I never understood the purpose of having a queue. It takes just as
much time to delete something from the queue as it does to delete an
article. Move the articles with problems (that aren't speedy deletes)
*into* the queue(s). Keep the ones that don't have problems right
where they are.
Anthony
Yes, it won't necessarily lower the workload, but it would certainly
improve the quality of our articles.
Mgm
How? The quality of the articles is exactly equal if someone puts
them into a queue and you delete it or someone creates it and you
delete it.
The question is whether or not to keep substandard articles.
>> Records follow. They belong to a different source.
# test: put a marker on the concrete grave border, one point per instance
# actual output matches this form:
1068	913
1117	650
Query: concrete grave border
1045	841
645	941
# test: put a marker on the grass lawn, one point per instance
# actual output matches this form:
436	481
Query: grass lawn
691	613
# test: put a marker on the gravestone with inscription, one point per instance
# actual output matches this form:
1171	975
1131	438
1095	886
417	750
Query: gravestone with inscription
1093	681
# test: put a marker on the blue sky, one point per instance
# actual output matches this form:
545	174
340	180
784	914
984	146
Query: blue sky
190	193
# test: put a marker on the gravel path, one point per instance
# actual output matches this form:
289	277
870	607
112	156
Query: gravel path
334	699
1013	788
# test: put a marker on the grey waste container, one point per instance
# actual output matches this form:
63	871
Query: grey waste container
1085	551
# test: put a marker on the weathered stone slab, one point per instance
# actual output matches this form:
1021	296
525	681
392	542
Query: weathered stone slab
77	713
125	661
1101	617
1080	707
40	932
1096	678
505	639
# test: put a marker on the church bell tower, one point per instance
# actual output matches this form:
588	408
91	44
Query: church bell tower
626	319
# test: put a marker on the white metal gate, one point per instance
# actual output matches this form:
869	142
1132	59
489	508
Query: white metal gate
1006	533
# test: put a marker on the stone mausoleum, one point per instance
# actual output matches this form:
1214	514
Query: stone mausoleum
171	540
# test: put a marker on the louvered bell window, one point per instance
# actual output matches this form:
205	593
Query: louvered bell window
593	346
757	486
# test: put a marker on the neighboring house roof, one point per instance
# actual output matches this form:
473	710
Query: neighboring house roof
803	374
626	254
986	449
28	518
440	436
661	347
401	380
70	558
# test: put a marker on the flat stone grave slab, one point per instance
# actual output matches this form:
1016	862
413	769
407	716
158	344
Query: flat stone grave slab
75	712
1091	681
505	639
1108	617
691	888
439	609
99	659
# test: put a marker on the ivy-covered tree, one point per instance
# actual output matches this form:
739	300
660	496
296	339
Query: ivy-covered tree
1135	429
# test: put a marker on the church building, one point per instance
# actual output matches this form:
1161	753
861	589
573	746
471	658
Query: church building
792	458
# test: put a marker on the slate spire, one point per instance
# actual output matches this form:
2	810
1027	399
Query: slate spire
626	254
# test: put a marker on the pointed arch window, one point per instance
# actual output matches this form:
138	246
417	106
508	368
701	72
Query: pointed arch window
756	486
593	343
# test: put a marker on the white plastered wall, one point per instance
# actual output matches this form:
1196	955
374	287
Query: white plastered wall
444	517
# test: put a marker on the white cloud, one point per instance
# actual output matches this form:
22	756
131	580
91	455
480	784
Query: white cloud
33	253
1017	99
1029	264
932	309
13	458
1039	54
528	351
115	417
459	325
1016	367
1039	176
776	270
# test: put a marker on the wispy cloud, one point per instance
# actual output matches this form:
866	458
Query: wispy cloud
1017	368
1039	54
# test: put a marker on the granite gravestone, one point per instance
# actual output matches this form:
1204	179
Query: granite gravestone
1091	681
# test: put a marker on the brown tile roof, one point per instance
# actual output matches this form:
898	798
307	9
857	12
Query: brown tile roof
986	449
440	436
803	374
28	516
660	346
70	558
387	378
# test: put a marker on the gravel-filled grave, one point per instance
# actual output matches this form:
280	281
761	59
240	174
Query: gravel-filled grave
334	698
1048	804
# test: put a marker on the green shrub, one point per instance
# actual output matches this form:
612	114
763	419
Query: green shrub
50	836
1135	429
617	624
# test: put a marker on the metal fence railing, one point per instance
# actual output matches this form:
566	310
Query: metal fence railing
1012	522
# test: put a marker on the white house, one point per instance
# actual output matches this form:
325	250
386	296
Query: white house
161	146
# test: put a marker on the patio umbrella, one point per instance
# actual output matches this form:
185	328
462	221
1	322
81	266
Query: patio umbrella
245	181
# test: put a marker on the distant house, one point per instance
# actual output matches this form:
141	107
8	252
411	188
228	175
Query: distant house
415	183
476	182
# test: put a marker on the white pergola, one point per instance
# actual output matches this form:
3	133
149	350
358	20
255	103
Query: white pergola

The meat
of the proposal is to keep unreferenced, unlinked, and/or unformatted
articles out of the article namespace. I agree with that. What I
don't agree with is the crappy implementation of it.
Instead of building queues and restricting editing and moving good
articles out of the queues, just move the bad articles into the
queues. Start [[Wikipedia:Articles without references]], and move new
articles without references to a subpage. Start [[Wikipedia:Articles
without formatting]], and move new articles without formatting to a
subpage. Start [[Wikipedia:Articles without wikilinks]], and move new
articles without wikilinks to a subpage. You accomplish all the same
things without forcing the good articles to go through a queue.